Nada. Nadie venía a ayudarla. Nadie respondía. El cinturón se le clavaba en la piel y le hacía daño en las caderas. Si no estuviera tan asquerosamente gorda podría escabullirse tranquilamente.

«Agua», pensó. ¿Cuándo había bebido por última vez? Podías estar sin comer varias semanas, incluso meses, pero no sin beber. Podías aguantar tres o cuatro días hasta que aparecieran los primeros síntomas: calambres, delirio, fuertes dolores de cabeza. ¿Pensarían darle agua? ¿O iban a dejar que se debilitara para poder hacerle lo que quisieran mientras ella estaba indefensa como un niño?

«Un niño.»

No. No quería pensar en Felix. Morgan cuidaría de él; no permitiría que a su hijo le pasara nada malo. Era un cabrón y un mentiroso, pero cuidaría de Felix, porque en el fondo no era una mala persona. Pauline sabía distinguir a la gente mala, y Morgan Hollister no lo era.

Oyó ruido de pasos a su espalda, al otro lado de la puerta. Se detuvo aguantando la respiración para poder escuchar mejor. Escaleras, alguien estaba bajando por las escaleras. Pese a la oscuridad podía ver las paredes que la rodeaban. ¿Qué era peor: estar sola allí abajo o estar atrapada en compañía de otra persona?

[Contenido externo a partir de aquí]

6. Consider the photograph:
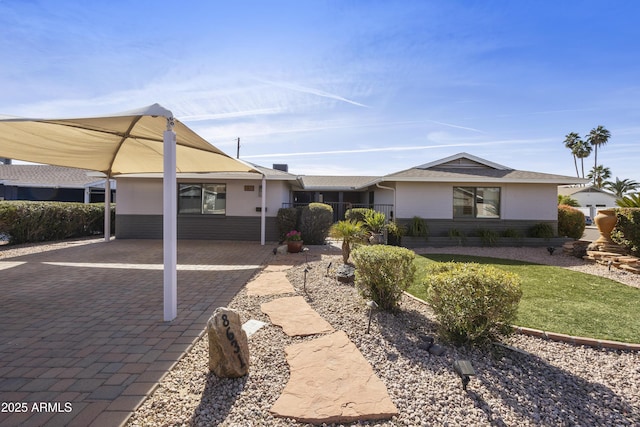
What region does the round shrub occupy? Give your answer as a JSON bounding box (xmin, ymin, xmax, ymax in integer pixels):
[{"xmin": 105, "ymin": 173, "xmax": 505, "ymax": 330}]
[
  {"xmin": 351, "ymin": 245, "xmax": 416, "ymax": 311},
  {"xmin": 558, "ymin": 205, "xmax": 586, "ymax": 239},
  {"xmin": 300, "ymin": 203, "xmax": 333, "ymax": 245},
  {"xmin": 423, "ymin": 262, "xmax": 522, "ymax": 344}
]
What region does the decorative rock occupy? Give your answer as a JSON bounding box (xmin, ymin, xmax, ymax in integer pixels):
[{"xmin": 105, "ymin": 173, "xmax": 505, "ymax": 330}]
[
  {"xmin": 271, "ymin": 331, "xmax": 398, "ymax": 424},
  {"xmin": 336, "ymin": 264, "xmax": 356, "ymax": 283},
  {"xmin": 260, "ymin": 296, "xmax": 334, "ymax": 337},
  {"xmin": 207, "ymin": 307, "xmax": 249, "ymax": 378}
]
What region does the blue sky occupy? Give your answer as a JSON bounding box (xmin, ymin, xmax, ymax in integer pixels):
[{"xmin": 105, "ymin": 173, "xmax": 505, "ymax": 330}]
[{"xmin": 0, "ymin": 0, "xmax": 640, "ymax": 182}]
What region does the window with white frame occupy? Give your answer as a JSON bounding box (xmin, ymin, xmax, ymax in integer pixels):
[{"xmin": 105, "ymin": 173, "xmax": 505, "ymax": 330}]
[
  {"xmin": 453, "ymin": 187, "xmax": 500, "ymax": 218},
  {"xmin": 178, "ymin": 183, "xmax": 227, "ymax": 215}
]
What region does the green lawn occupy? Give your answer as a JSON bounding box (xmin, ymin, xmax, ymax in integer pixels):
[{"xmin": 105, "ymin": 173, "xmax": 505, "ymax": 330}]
[{"xmin": 408, "ymin": 254, "xmax": 640, "ymax": 343}]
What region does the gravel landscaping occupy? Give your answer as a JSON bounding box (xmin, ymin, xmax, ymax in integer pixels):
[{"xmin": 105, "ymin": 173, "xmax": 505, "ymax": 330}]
[{"xmin": 128, "ymin": 246, "xmax": 640, "ymax": 426}]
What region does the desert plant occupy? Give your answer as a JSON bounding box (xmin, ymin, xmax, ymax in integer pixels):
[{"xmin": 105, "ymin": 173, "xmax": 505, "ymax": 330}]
[
  {"xmin": 423, "ymin": 262, "xmax": 522, "ymax": 344},
  {"xmin": 300, "ymin": 203, "xmax": 333, "ymax": 245},
  {"xmin": 528, "ymin": 222, "xmax": 554, "ymax": 239},
  {"xmin": 611, "ymin": 208, "xmax": 640, "ymax": 256},
  {"xmin": 558, "ymin": 205, "xmax": 586, "ymax": 239},
  {"xmin": 616, "ymin": 193, "xmax": 640, "ymax": 208},
  {"xmin": 329, "ymin": 221, "xmax": 363, "ymax": 264},
  {"xmin": 352, "ymin": 245, "xmax": 416, "ymax": 311},
  {"xmin": 276, "ymin": 208, "xmax": 298, "ymax": 241},
  {"xmin": 407, "ymin": 216, "xmax": 429, "ymax": 237}
]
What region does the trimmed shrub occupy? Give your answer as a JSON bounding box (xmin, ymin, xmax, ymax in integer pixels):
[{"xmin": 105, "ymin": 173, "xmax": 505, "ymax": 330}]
[
  {"xmin": 364, "ymin": 209, "xmax": 386, "ymax": 233},
  {"xmin": 300, "ymin": 203, "xmax": 333, "ymax": 245},
  {"xmin": 558, "ymin": 205, "xmax": 586, "ymax": 239},
  {"xmin": 423, "ymin": 262, "xmax": 522, "ymax": 344},
  {"xmin": 351, "ymin": 245, "xmax": 416, "ymax": 311},
  {"xmin": 344, "ymin": 208, "xmax": 373, "ymax": 224},
  {"xmin": 407, "ymin": 216, "xmax": 429, "ymax": 238},
  {"xmin": 447, "ymin": 228, "xmax": 467, "ymax": 245},
  {"xmin": 276, "ymin": 208, "xmax": 299, "ymax": 242},
  {"xmin": 476, "ymin": 228, "xmax": 500, "ymax": 246},
  {"xmin": 0, "ymin": 201, "xmax": 115, "ymax": 244},
  {"xmin": 611, "ymin": 208, "xmax": 640, "ymax": 256},
  {"xmin": 528, "ymin": 222, "xmax": 554, "ymax": 239},
  {"xmin": 500, "ymin": 228, "xmax": 522, "ymax": 239}
]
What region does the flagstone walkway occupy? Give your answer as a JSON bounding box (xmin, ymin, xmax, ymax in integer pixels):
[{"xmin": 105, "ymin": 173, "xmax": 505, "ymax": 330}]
[{"xmin": 247, "ymin": 266, "xmax": 398, "ymax": 423}]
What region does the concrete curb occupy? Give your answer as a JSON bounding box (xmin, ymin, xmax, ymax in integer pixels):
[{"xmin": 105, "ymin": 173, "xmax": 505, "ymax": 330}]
[{"xmin": 404, "ymin": 292, "xmax": 640, "ymax": 351}]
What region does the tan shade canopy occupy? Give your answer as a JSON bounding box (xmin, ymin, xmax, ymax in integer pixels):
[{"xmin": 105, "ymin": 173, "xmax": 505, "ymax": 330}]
[{"xmin": 0, "ymin": 104, "xmax": 257, "ymax": 176}]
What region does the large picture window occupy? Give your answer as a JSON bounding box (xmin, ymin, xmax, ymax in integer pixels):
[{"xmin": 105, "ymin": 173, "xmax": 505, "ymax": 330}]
[
  {"xmin": 178, "ymin": 183, "xmax": 227, "ymax": 215},
  {"xmin": 453, "ymin": 187, "xmax": 500, "ymax": 218}
]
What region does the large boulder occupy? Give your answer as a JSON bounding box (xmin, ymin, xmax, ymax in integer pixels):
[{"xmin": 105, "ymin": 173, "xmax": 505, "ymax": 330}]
[{"xmin": 207, "ymin": 307, "xmax": 249, "ymax": 378}]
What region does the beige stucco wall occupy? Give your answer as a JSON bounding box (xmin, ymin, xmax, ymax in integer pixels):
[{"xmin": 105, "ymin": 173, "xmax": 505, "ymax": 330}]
[
  {"xmin": 396, "ymin": 182, "xmax": 558, "ymax": 221},
  {"xmin": 116, "ymin": 178, "xmax": 289, "ymax": 217}
]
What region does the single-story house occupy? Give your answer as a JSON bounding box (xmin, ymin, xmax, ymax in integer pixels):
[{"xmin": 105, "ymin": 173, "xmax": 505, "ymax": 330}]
[
  {"xmin": 0, "ymin": 163, "xmax": 115, "ymax": 203},
  {"xmin": 116, "ymin": 153, "xmax": 587, "ymax": 241}
]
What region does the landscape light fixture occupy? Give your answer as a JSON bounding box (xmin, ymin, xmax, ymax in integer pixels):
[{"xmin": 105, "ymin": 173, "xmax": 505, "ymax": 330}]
[
  {"xmin": 367, "ymin": 301, "xmax": 378, "ymax": 333},
  {"xmin": 302, "ymin": 267, "xmax": 309, "ymax": 294},
  {"xmin": 453, "ymin": 360, "xmax": 476, "ymax": 391}
]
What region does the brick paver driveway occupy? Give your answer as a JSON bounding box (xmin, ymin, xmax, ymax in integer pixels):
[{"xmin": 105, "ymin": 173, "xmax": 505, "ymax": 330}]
[{"xmin": 0, "ymin": 240, "xmax": 273, "ymax": 426}]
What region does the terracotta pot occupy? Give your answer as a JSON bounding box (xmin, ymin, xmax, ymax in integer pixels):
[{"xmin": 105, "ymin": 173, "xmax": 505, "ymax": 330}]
[
  {"xmin": 594, "ymin": 209, "xmax": 618, "ymax": 244},
  {"xmin": 287, "ymin": 240, "xmax": 304, "ymax": 254}
]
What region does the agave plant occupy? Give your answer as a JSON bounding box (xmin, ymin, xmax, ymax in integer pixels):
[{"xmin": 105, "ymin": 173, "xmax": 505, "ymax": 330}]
[{"xmin": 616, "ymin": 193, "xmax": 640, "ymax": 208}]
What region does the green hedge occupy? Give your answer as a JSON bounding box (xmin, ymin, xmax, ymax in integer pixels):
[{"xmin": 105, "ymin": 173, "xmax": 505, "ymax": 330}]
[
  {"xmin": 558, "ymin": 205, "xmax": 586, "ymax": 239},
  {"xmin": 422, "ymin": 262, "xmax": 522, "ymax": 344},
  {"xmin": 0, "ymin": 201, "xmax": 115, "ymax": 244},
  {"xmin": 611, "ymin": 208, "xmax": 640, "ymax": 256},
  {"xmin": 351, "ymin": 245, "xmax": 416, "ymax": 311}
]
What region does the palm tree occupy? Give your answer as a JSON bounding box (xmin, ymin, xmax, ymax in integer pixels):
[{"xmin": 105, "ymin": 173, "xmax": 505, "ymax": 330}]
[
  {"xmin": 564, "ymin": 132, "xmax": 582, "ymax": 178},
  {"xmin": 587, "ymin": 165, "xmax": 611, "ymax": 188},
  {"xmin": 572, "ymin": 140, "xmax": 593, "ymax": 178},
  {"xmin": 604, "ymin": 176, "xmax": 640, "ymax": 199},
  {"xmin": 587, "ymin": 125, "xmax": 611, "ymax": 188}
]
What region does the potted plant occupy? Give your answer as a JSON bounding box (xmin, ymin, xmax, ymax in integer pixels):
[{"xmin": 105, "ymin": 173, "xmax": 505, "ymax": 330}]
[{"xmin": 284, "ymin": 230, "xmax": 304, "ymax": 253}]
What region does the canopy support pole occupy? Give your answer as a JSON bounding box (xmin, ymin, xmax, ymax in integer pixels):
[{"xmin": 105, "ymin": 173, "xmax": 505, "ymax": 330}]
[
  {"xmin": 104, "ymin": 175, "xmax": 111, "ymax": 242},
  {"xmin": 162, "ymin": 117, "xmax": 178, "ymax": 322},
  {"xmin": 260, "ymin": 175, "xmax": 267, "ymax": 246}
]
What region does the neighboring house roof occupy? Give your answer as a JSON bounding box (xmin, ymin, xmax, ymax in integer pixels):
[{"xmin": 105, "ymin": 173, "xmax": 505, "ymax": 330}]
[
  {"xmin": 0, "ymin": 165, "xmax": 105, "ymax": 188},
  {"xmin": 381, "ymin": 153, "xmax": 588, "ymax": 185},
  {"xmin": 558, "ymin": 185, "xmax": 617, "ymax": 199},
  {"xmin": 300, "ymin": 175, "xmax": 376, "ymax": 191}
]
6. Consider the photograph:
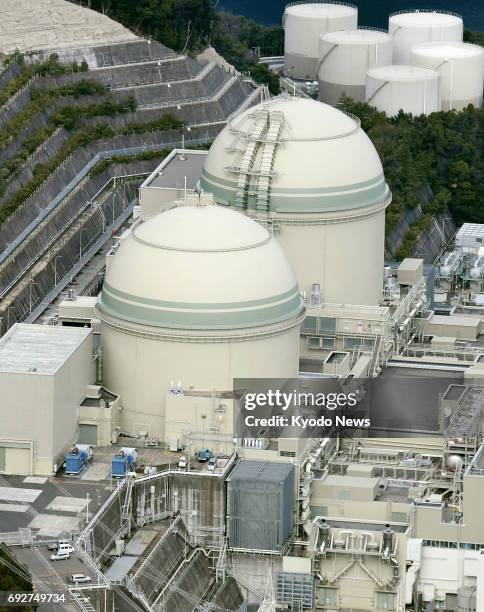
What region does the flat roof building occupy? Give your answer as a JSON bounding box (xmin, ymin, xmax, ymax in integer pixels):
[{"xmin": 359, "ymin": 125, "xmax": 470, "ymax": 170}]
[{"xmin": 0, "ymin": 323, "xmax": 95, "ymax": 476}]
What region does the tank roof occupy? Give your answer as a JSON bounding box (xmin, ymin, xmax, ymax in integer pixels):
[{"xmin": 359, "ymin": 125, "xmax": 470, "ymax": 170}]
[
  {"xmin": 320, "ymin": 28, "xmax": 391, "ymax": 45},
  {"xmin": 412, "ymin": 41, "xmax": 484, "ymax": 59},
  {"xmin": 285, "ymin": 2, "xmax": 358, "ymax": 17},
  {"xmin": 390, "ymin": 10, "xmax": 462, "ymax": 27},
  {"xmin": 367, "ymin": 65, "xmax": 439, "ymax": 81}
]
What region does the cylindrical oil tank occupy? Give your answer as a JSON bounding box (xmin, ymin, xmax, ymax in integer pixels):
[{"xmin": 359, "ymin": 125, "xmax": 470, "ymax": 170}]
[
  {"xmin": 366, "ymin": 66, "xmax": 440, "ymax": 117},
  {"xmin": 318, "ymin": 28, "xmax": 392, "ymax": 105},
  {"xmin": 283, "ymin": 2, "xmax": 358, "ymax": 80},
  {"xmin": 411, "ymin": 42, "xmax": 484, "ymax": 111},
  {"xmin": 96, "ymin": 205, "xmax": 304, "ymax": 441},
  {"xmin": 388, "ymin": 10, "xmax": 464, "ymax": 64},
  {"xmin": 199, "ymin": 96, "xmax": 391, "ymax": 306}
]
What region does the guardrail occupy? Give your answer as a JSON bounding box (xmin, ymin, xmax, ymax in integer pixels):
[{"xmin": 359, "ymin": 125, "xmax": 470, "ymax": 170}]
[
  {"xmin": 24, "ymin": 200, "xmax": 136, "ymax": 323},
  {"xmin": 0, "ymin": 138, "xmax": 216, "ymax": 266},
  {"xmin": 108, "ymin": 62, "xmax": 217, "ymax": 91},
  {"xmin": 138, "ymin": 76, "xmax": 237, "ymax": 110}
]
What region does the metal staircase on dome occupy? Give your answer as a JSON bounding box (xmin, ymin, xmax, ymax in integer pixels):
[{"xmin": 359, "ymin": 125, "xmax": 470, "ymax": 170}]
[{"xmin": 227, "ymin": 110, "xmax": 284, "ymax": 212}]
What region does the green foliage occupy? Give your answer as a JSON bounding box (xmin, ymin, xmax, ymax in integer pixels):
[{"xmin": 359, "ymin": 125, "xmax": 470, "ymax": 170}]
[
  {"xmin": 73, "ymin": 0, "xmax": 284, "ymax": 94},
  {"xmin": 0, "ymin": 107, "xmax": 183, "ymax": 224},
  {"xmin": 91, "ymin": 149, "xmax": 170, "ymax": 176},
  {"xmin": 341, "ymin": 98, "xmax": 484, "ymax": 246},
  {"xmin": 212, "ymin": 11, "xmax": 284, "ymax": 66},
  {"xmin": 395, "ymin": 213, "xmax": 432, "ymax": 261},
  {"xmin": 75, "ymin": 0, "xmax": 216, "ymax": 50},
  {"xmin": 120, "ymin": 113, "xmax": 184, "ymax": 134}
]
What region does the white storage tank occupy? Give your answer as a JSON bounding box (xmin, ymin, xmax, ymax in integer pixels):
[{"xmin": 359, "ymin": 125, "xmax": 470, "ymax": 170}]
[
  {"xmin": 366, "ymin": 66, "xmax": 440, "ymax": 117},
  {"xmin": 283, "ymin": 2, "xmax": 358, "ymax": 80},
  {"xmin": 411, "ymin": 42, "xmax": 484, "ymax": 111},
  {"xmin": 200, "ymin": 96, "xmax": 391, "ymax": 306},
  {"xmin": 318, "ymin": 28, "xmax": 392, "ymax": 105},
  {"xmin": 96, "ymin": 205, "xmax": 304, "ymax": 443},
  {"xmin": 388, "ymin": 10, "xmax": 464, "ymax": 64}
]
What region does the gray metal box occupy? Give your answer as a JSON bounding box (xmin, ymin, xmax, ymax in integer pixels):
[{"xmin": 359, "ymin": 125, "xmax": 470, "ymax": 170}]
[{"xmin": 227, "ymin": 461, "xmax": 294, "ymax": 552}]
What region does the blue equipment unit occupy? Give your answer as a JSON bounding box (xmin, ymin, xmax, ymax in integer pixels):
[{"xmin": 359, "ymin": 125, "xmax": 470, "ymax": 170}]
[
  {"xmin": 111, "ymin": 448, "xmax": 137, "ymax": 478},
  {"xmin": 65, "ymin": 444, "xmax": 92, "ymax": 476}
]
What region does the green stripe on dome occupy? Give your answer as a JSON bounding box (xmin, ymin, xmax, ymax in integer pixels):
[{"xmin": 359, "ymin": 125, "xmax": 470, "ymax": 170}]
[
  {"xmin": 200, "ymin": 169, "xmax": 390, "ymax": 213},
  {"xmin": 99, "ymin": 282, "xmax": 304, "ymax": 330}
]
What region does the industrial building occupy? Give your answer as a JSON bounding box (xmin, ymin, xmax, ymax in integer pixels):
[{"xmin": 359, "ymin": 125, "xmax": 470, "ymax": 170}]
[
  {"xmin": 388, "ymin": 9, "xmax": 464, "ymax": 64},
  {"xmin": 410, "ymin": 42, "xmax": 484, "ymax": 111},
  {"xmin": 282, "ymin": 2, "xmax": 358, "ymax": 80},
  {"xmin": 0, "ymin": 324, "xmax": 95, "ymax": 476},
  {"xmin": 283, "ymin": 2, "xmax": 484, "ymax": 116},
  {"xmin": 200, "ymin": 97, "xmax": 391, "ymax": 306},
  {"xmin": 318, "ymin": 28, "xmax": 393, "ymax": 105},
  {"xmin": 96, "ymin": 201, "xmax": 305, "ymax": 448}
]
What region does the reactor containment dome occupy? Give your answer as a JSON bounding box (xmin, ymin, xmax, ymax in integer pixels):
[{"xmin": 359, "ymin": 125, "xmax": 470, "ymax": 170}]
[
  {"xmin": 97, "ymin": 204, "xmax": 305, "ymax": 439},
  {"xmin": 388, "ymin": 10, "xmax": 464, "ymax": 64},
  {"xmin": 282, "ymin": 2, "xmax": 358, "ymax": 80},
  {"xmin": 200, "ymin": 96, "xmax": 391, "ymax": 305}
]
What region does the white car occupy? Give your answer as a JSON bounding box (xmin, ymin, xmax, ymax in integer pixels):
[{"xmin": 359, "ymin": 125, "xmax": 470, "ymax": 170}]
[
  {"xmin": 70, "ymin": 574, "xmax": 92, "ymax": 584},
  {"xmin": 57, "ymin": 544, "xmax": 75, "ymax": 554},
  {"xmin": 207, "ymin": 455, "xmax": 217, "ymax": 472},
  {"xmin": 50, "ymin": 551, "xmax": 70, "ymax": 561}
]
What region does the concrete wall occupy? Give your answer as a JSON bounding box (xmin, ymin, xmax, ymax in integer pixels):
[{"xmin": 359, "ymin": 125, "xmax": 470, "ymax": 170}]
[
  {"xmin": 51, "ymin": 333, "xmax": 96, "ymax": 464},
  {"xmin": 275, "ymin": 210, "xmax": 385, "ymax": 306},
  {"xmin": 417, "ymin": 546, "xmax": 480, "ymax": 601},
  {"xmin": 165, "ymin": 392, "xmax": 234, "ymax": 455},
  {"xmin": 0, "ymin": 333, "xmax": 94, "ymax": 475},
  {"xmin": 79, "ymin": 398, "xmax": 121, "ymax": 446},
  {"xmin": 102, "ymin": 324, "xmax": 299, "ymax": 440}
]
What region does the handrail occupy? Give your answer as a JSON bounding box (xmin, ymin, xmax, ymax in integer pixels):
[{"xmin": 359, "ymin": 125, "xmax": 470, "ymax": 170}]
[{"xmin": 388, "ymin": 9, "xmax": 462, "ymax": 19}]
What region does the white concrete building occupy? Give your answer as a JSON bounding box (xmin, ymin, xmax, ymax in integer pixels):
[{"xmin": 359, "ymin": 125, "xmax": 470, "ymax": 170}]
[
  {"xmin": 0, "ymin": 324, "xmax": 95, "ymax": 476},
  {"xmin": 200, "ymin": 96, "xmax": 391, "ymax": 306},
  {"xmin": 96, "ymin": 198, "xmax": 305, "ymax": 441}
]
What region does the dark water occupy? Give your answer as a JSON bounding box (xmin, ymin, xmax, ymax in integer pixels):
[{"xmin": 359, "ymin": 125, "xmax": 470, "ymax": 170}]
[{"xmin": 218, "ymin": 0, "xmax": 484, "ymax": 32}]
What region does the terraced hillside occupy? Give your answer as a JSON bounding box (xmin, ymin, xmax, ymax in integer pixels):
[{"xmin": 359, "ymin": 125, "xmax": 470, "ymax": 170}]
[{"xmin": 0, "ymin": 39, "xmax": 263, "ymax": 333}]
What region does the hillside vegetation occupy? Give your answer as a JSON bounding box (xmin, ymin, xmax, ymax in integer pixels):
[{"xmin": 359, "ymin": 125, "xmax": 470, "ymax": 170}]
[
  {"xmin": 341, "ymin": 98, "xmax": 484, "ymax": 256},
  {"xmin": 71, "ymin": 0, "xmax": 284, "ymax": 94}
]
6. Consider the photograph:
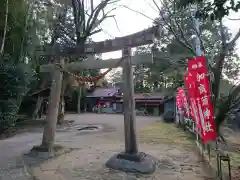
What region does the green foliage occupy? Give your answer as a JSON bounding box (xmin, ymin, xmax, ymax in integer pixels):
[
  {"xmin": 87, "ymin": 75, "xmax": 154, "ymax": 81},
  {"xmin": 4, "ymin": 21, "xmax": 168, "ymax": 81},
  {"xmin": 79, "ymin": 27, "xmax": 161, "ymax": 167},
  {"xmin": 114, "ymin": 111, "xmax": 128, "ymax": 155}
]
[
  {"xmin": 0, "ymin": 63, "xmax": 33, "ymax": 133},
  {"xmin": 177, "ymin": 0, "xmax": 240, "ymax": 20},
  {"xmin": 215, "ymin": 84, "xmax": 240, "ymax": 141}
]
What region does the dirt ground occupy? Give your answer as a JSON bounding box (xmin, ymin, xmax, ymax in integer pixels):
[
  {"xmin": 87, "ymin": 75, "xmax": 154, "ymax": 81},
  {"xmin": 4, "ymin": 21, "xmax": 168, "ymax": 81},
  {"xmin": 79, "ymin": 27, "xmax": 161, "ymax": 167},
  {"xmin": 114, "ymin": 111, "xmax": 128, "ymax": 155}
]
[{"xmin": 0, "ymin": 114, "xmax": 214, "ymax": 180}]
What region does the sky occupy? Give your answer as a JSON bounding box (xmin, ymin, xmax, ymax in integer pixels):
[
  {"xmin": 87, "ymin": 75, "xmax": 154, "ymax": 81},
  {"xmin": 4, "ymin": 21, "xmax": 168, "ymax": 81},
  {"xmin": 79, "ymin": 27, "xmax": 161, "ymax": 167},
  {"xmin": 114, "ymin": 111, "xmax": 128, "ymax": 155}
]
[{"xmin": 92, "ymin": 0, "xmax": 240, "ymax": 59}]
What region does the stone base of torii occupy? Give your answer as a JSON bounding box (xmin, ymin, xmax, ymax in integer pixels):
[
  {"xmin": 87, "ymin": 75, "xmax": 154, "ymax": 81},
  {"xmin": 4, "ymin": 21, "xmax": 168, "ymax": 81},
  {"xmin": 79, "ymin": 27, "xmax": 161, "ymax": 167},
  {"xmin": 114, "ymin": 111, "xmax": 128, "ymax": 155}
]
[{"xmin": 106, "ymin": 48, "xmax": 156, "ymax": 174}]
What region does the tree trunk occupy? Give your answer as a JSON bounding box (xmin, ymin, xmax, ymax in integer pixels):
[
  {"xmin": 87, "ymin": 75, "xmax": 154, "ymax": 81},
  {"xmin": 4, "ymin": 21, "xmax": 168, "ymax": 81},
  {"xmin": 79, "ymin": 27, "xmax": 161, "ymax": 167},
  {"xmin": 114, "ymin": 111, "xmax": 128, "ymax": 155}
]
[
  {"xmin": 32, "ymin": 95, "xmax": 43, "ymax": 120},
  {"xmin": 0, "ymin": 0, "xmax": 9, "ymax": 61},
  {"xmin": 213, "ymin": 54, "xmax": 226, "ymax": 106},
  {"xmin": 41, "ymin": 59, "xmax": 64, "ymax": 151},
  {"xmin": 77, "ymin": 86, "xmax": 82, "ymax": 114}
]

Sabía muy bien lo que venía a continuación. Lo sabía perfectamente. Nunca se conformaba con una sola. Siempre quería dos: cabello oscuro, ojos oscuros y un corazón solitario para poder destrozarlo. Las había mantenido separadas de momento, pero ahora quería tenerlas a las dos juntas. Enjauladas como dos animales. Forcejeando desesperadamente, como animales.

La primera ficha del dominó estaba a punto de caer, y detrás irían cayendo todas las demás. Una mujer sola, dos mujeres solas, y después…

Oyó una voz que decía: «No-no-no-no», y se dio cuenta de que era su propia voz lo que oía. Se echó hacia atrás y se pegó a la pared; las rodillas le temblaban de tal manera que, de no haberse apretado contra el rugoso bloque de cemento, se habría caído al suelo. Sus manos también temblaban y hacían tintinear la cadena de las esposas.

—No —murmuró, solo una palabra, para no sucumbir al miedo. Era una superviviente. No se había esforzado tanto durante los últimos veinte años para acabar muriendo en un maldito zulo subterráneo.

La puerta se abrió. Vio un fogonazo de luz por debajo de la venda.

—Aquí tienes a tu amiga —dijo el hombre.

Oyó algo que caía al suelo y, a continuación, un angustiado suspiro, ruido de cadenas y, por fin, el silencio. Oyó también otro sonido, más suave; un ruido sordo que resonó por toda la habitación.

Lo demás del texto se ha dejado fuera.